What is IBC doing to help?
All non-grandfathered plans will now include 100 percent coverage for preventive services. For small employers, Independence Blue Cross recently introduced Blue Solutions, a new suite of products that comply with health care reform and are designed specifically for the needs of small employers.

Where can I learn more?
Blue Solutions

Coverage for Preventive Services

Extension of coverage for dependents to age 26 (effective October 1, 2010)

What is the extension of health care benefits for dependents to age 26?
Generally, all group plans that offer dependent coverage must make that coverage available until the dependent’s 26th birthday, regardless of the dependent’s marital or student status. As an exception to this general rule, until 2014, grandfathered group plans are not required to cover adult dependents if the adult dependent is eligible for coverage through the adult dependent’s employer.

What does it mean to me?
If your current plan includes dependent coverage, you will be able to keep/add dependents on your policy until they reach the age of 26. As discussed above, if you are a grandfathered plan you may not have to cover adult dependents to 26 if the adult dependent is eligible for coverage through the adult dependent’s employer.
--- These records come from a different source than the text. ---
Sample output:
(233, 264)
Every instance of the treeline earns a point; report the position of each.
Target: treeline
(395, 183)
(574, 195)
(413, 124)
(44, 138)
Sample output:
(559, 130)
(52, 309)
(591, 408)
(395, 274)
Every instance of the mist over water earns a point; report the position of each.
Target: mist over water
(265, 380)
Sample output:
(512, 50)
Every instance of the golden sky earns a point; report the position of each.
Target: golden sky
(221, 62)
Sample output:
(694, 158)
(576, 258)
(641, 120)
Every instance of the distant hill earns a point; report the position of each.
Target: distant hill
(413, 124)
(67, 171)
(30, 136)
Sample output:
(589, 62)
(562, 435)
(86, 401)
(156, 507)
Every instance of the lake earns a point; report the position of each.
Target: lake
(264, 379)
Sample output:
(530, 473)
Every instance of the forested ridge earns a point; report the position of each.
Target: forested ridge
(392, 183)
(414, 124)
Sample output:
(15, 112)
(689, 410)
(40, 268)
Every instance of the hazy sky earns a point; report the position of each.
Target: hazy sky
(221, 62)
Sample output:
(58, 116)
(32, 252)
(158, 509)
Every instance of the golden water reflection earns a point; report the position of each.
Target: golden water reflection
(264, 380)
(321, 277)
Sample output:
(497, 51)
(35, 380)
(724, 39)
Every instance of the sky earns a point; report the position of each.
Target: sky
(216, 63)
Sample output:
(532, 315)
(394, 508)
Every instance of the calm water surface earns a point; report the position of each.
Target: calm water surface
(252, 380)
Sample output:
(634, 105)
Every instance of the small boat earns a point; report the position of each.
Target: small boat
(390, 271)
When is coverage to 26 effective?
Check with your benefits administrator about when your extension of dependant coverage is effective. Generally, health care reform became effective for plan years that began on or after September 23, 2010. For most of Independence Blue Cross’s groups, health care reform, including coverage of dependents to 26, becomes effective when the group renews its coverage with IBC after September 23, 2010. For example, if a group renewed with IBC on October 1, 2010, health care reform, including coverage of dependents to 26, became effective on October 1, 2010. As another example, if a group renews with IBC on July 1, 2011, health care reform, including coverage of dependents to 26, will become effective on July 1, 2011.
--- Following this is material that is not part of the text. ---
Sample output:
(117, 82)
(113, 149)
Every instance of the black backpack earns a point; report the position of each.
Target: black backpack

How to reinstate your child’s coverage.
Individuals under the age of 26 who were denied coverage (or were not eligible for coverage), because of age or a change in student status, are eligible to reenroll in their health plan. Individuals may request enrollment for their dependent children for 30 days from the date of notice. Enrollment will be effective retroactively to the first day of the first plan year or the anniversary of the plan’s renewal beginning on or after September 23, 2010. For more information, contact your plan administrator.

Where can I learn more?
If you have an individual plan and have dependent children over age 26 in need of health insurance, be sure to visit ibx4you.com, or call 1-800-263-1410 for more information about our individual coverage options, or visit Dependent to age 26 FAQs.

If you are covered through your employer’s health plan, your benefits administrator can tell you when your plan renews and when your adult dependents can be added to your coverage.

Non-discriminatory plans (effective October 1, 2010)

What does the law say about nondiscriminatory plans?
Fully insured group plans are prohibited from establishing eligibility rules for coverage that favor highly compensated individuals. The benefits under such plans may not discriminate in favor of this group either. Grandfathered plans are exempt.

What does it mean to me?
Employers with non-grandfathered fully insured group health plans will need to make sure that their benefits plans comply with this provision beginning on the first renewal after September 23, 2010.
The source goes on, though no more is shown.